Valadez v. Sierra County
This text of 173 F. App'x 620 (Valadez v. Sierra County) is published on Counsel Stack Legal Research, covering Court of Appeals for the Ninth Circuit primary law. Counsel Stack provides free access to over 12 million legal documents including statutes, case law, regulations, and constitutions.
Opinion
MEMORANDUM
Anthony J. Valadez, Jr., appeals pro se from the district court’s judgment in favor of defendants in his 42 U.S.C. § 1983 action alleging the county falsely imprisoned him past his five day sentence for contempt of court and was deliberately indifferent to his serious medical needs while he was in the county jail. We have jurisdiction under 28 U.S.C. § 1291. We review de novo the district court’s grant of summary judgment, Morrison v. Hall, 261 F.3d 896, 900 (9th Cir.2001), and its dismissal for failure to state a claim, Nelson v. Heiss, 271 F.3d 891, 893 (9th Cir.2001). We affirm.

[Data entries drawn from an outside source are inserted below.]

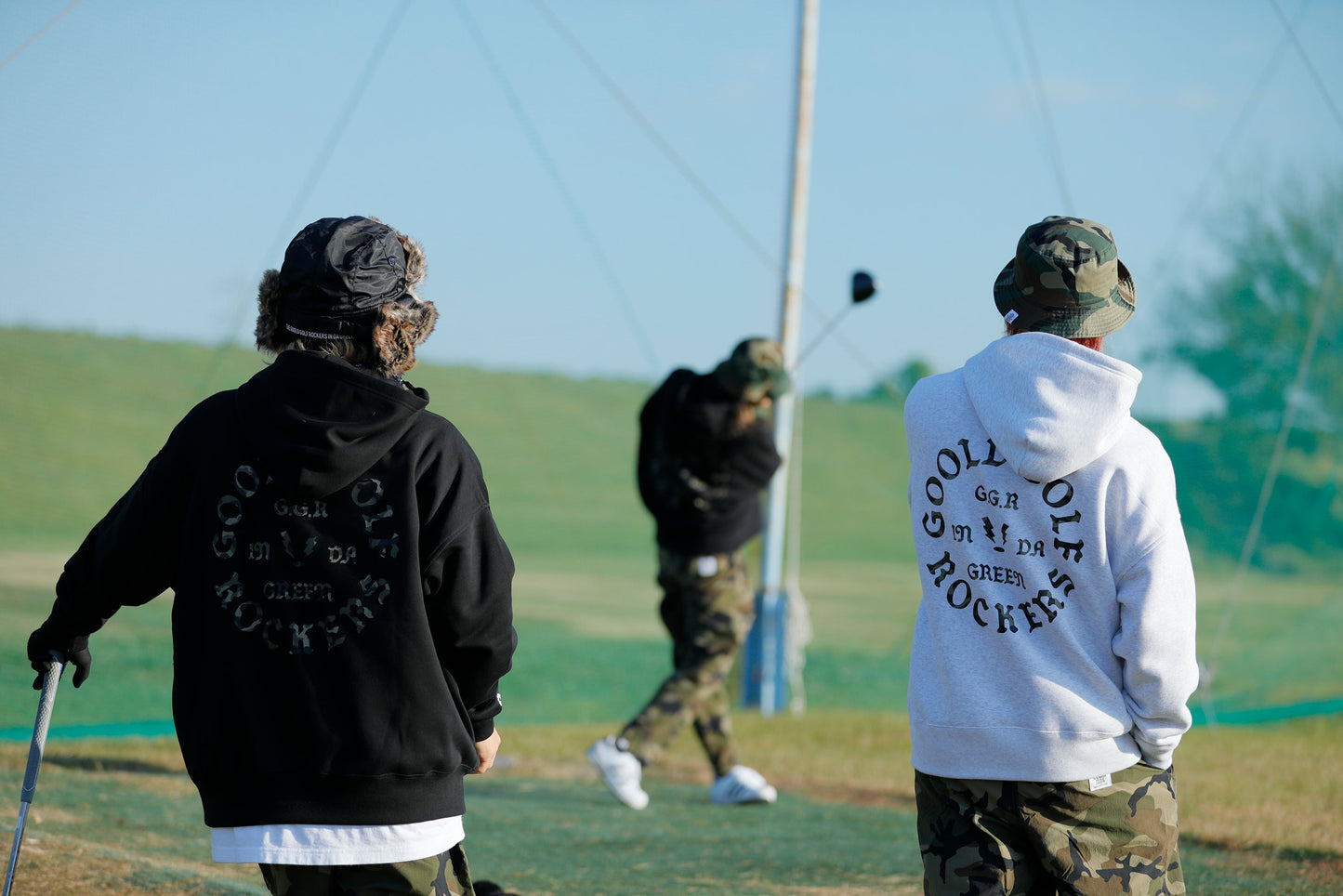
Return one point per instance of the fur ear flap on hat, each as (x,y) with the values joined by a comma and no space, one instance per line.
(270,335)
(403,326)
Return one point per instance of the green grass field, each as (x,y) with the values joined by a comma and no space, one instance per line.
(1263,805)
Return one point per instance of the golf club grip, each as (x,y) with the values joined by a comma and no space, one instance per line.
(39,730)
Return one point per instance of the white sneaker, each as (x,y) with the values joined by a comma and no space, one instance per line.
(742,784)
(621,770)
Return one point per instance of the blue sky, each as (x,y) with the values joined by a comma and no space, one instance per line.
(159,156)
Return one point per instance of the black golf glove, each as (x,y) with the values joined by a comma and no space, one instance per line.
(72,651)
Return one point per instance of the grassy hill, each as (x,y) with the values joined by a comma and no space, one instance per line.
(84,414)
(81,416)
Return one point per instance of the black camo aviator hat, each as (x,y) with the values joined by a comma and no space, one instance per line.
(337,273)
(1065,280)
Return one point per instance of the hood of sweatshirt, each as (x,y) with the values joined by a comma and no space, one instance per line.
(1049,404)
(317,423)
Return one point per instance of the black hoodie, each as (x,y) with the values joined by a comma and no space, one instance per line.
(343,606)
(700,472)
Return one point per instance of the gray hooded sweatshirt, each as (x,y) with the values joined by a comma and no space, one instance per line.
(1055,639)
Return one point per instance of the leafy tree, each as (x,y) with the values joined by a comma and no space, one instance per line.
(1246,326)
(1246,329)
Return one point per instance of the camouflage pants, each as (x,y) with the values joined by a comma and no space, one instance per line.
(442,875)
(708,610)
(1002,837)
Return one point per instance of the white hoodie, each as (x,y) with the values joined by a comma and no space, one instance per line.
(1055,639)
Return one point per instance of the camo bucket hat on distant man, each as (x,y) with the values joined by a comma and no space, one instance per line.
(1065,280)
(754,370)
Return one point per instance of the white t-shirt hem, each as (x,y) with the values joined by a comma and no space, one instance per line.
(335,844)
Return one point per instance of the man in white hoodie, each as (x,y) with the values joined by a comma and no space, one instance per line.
(1053,649)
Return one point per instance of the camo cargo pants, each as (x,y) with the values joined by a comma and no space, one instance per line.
(708,610)
(442,875)
(1002,837)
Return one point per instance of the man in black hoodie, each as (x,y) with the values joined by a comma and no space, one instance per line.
(343,598)
(705,453)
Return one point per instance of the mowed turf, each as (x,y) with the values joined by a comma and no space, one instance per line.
(121,817)
(1263,806)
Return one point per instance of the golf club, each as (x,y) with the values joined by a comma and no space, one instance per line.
(862,288)
(35,750)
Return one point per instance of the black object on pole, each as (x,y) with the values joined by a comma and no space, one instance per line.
(35,748)
(862,286)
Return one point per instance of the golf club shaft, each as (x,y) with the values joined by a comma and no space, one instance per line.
(821,336)
(35,750)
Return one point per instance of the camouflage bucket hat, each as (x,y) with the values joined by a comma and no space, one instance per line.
(1065,280)
(754,371)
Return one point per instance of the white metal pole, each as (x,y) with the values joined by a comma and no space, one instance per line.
(772,600)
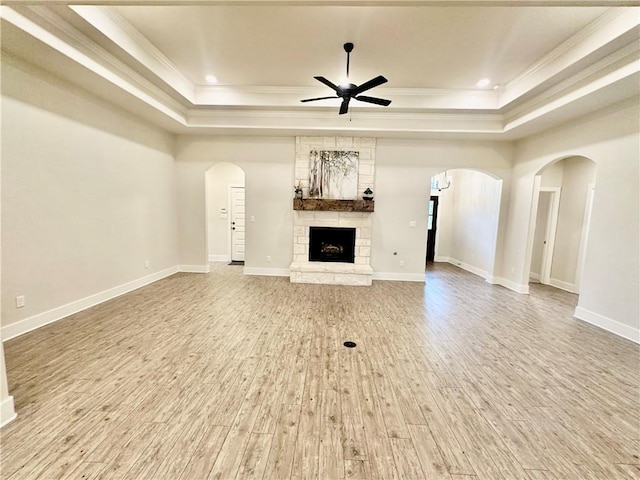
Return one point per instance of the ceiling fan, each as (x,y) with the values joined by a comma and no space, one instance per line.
(349,90)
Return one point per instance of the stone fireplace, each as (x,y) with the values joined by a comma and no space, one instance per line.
(332,244)
(311,220)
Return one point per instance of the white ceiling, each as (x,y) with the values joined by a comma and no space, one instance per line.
(551,63)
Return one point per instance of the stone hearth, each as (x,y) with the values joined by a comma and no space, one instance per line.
(359,272)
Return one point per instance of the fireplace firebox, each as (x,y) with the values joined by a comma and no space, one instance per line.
(332,244)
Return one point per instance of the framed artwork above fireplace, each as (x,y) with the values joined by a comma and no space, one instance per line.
(333,174)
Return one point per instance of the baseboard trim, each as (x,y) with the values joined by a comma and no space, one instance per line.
(608,324)
(7,411)
(566,286)
(399,277)
(41,319)
(266,272)
(194,268)
(468,267)
(516,287)
(219,258)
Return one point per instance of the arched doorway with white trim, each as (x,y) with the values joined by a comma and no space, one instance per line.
(465,224)
(225,213)
(561,211)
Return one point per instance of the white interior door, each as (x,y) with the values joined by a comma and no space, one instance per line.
(237,223)
(550,232)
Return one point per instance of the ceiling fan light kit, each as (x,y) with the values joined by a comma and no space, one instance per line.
(350,90)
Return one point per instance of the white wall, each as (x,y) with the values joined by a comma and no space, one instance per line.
(403,174)
(542,217)
(577,174)
(218,180)
(7,407)
(268,166)
(611,278)
(471,209)
(87,198)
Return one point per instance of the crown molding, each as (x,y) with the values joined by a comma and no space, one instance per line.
(111,24)
(413,112)
(59,35)
(352,3)
(605,29)
(403,98)
(355,121)
(611,69)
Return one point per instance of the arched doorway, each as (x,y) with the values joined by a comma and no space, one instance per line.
(462,227)
(563,196)
(225,207)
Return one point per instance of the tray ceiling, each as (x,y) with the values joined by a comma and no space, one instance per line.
(546,64)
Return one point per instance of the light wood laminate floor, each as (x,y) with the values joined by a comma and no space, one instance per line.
(228,376)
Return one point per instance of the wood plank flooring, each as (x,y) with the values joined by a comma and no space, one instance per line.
(225,376)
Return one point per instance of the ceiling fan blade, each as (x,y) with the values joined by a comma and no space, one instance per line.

The district court properly granted summary judgment for defendants with respect to Valadez’s false imprisonment claim as the length of his detention was in accordance with a court order. See Estate of Brooks ex rel. Brooks v. United States, 197 F.3d 1245, 1249 (9th Cir.1999).
The district court properly granted summary judgment for defendants with respect to Valadez’s deliberate indifference claim because he failed to raise a triable issue of fact as to whether their treatment resulted in further significant injury or the “unnecessary and wanton infliction of pain.” McGuckin v. Smith, 974 F.2d 1050, 1059 (9th Cir.1992), overruled on other grounds, WMX Techs., Inc. v. Miller, 104 F.3d 1133, 1136 (9th Cir.1997) (en banc). The district court properly concluded that the availability of an alternate appropriate treatment does not establish that the defendants showed deliberate indifference to Valadez’s serious medical condition by deciding to treat him at the jail. See Sanchez v. Vild, 891 F.2d 240, 242 (9th Cir. 1989).

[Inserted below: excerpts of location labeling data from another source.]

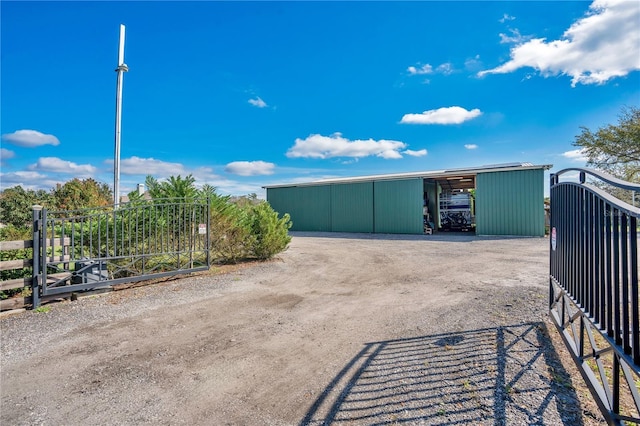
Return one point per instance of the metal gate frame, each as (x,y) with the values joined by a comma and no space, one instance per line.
(593,286)
(97,248)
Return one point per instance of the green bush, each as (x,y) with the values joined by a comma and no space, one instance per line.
(271,234)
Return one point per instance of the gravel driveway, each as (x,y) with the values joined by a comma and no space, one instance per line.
(340,329)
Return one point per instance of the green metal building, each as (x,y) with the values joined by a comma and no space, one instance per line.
(506,199)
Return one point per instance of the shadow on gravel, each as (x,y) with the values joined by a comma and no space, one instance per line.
(454,237)
(491,376)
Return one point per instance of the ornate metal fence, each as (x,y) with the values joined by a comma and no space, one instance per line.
(90,249)
(594,298)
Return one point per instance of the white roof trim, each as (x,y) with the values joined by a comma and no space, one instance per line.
(432,174)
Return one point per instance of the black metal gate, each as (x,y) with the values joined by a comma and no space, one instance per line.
(594,298)
(96,248)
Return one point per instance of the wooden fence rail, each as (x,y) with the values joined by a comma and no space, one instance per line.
(26,282)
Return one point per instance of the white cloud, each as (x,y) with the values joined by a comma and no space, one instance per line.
(446,68)
(56,165)
(318,146)
(28,180)
(448,115)
(514,37)
(576,155)
(149,166)
(419,153)
(473,64)
(30,138)
(258,102)
(421,70)
(250,168)
(506,17)
(600,46)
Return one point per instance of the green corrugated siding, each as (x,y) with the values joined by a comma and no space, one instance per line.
(309,206)
(510,203)
(352,207)
(398,206)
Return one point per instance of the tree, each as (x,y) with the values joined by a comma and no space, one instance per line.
(174,187)
(614,148)
(81,194)
(16,203)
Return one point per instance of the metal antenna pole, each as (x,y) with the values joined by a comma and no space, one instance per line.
(122,68)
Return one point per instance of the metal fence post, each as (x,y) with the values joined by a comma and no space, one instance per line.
(208,240)
(37,256)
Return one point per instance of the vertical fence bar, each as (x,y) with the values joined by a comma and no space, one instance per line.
(595,261)
(635,309)
(616,277)
(608,270)
(624,264)
(37,256)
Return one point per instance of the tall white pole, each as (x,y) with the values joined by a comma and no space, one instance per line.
(122,68)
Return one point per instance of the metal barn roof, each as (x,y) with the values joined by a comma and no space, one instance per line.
(433,174)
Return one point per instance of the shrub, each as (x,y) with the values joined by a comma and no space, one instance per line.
(271,233)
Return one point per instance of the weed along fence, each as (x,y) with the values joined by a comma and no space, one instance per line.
(594,298)
(74,251)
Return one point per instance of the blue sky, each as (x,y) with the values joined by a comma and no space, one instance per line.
(246,94)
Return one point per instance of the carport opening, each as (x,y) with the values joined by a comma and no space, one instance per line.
(449,204)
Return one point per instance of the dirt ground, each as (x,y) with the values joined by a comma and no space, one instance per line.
(339,329)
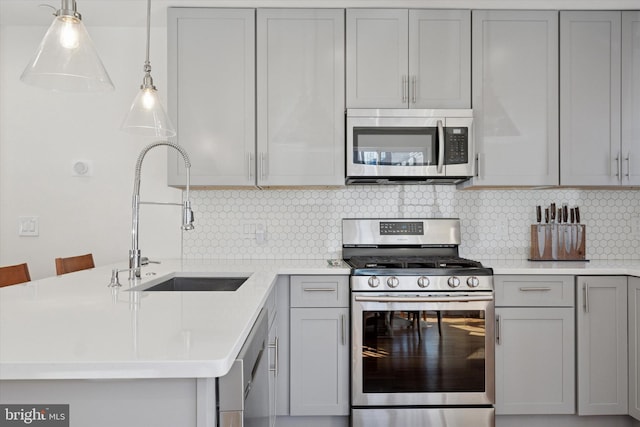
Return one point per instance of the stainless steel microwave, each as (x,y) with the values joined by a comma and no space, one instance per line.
(388,146)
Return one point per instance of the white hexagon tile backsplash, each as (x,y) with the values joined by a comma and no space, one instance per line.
(306,224)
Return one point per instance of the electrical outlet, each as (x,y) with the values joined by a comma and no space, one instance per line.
(81,168)
(635,227)
(28,226)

The district court properly granted Judge Pangman’s motion to dismiss under the doctrine of judicial immunity. See Schucker v. Rockwood, 846 F.2d 1202, 1204 (9th Cir.1988) (per curiam).
Valadez’s remaining contentions are without merit.
AFFIRMED.
This disposition is not appropriate for publication and may not be cited to or by the courts of this circuit except as provided by 9th Cir. R. 36-3.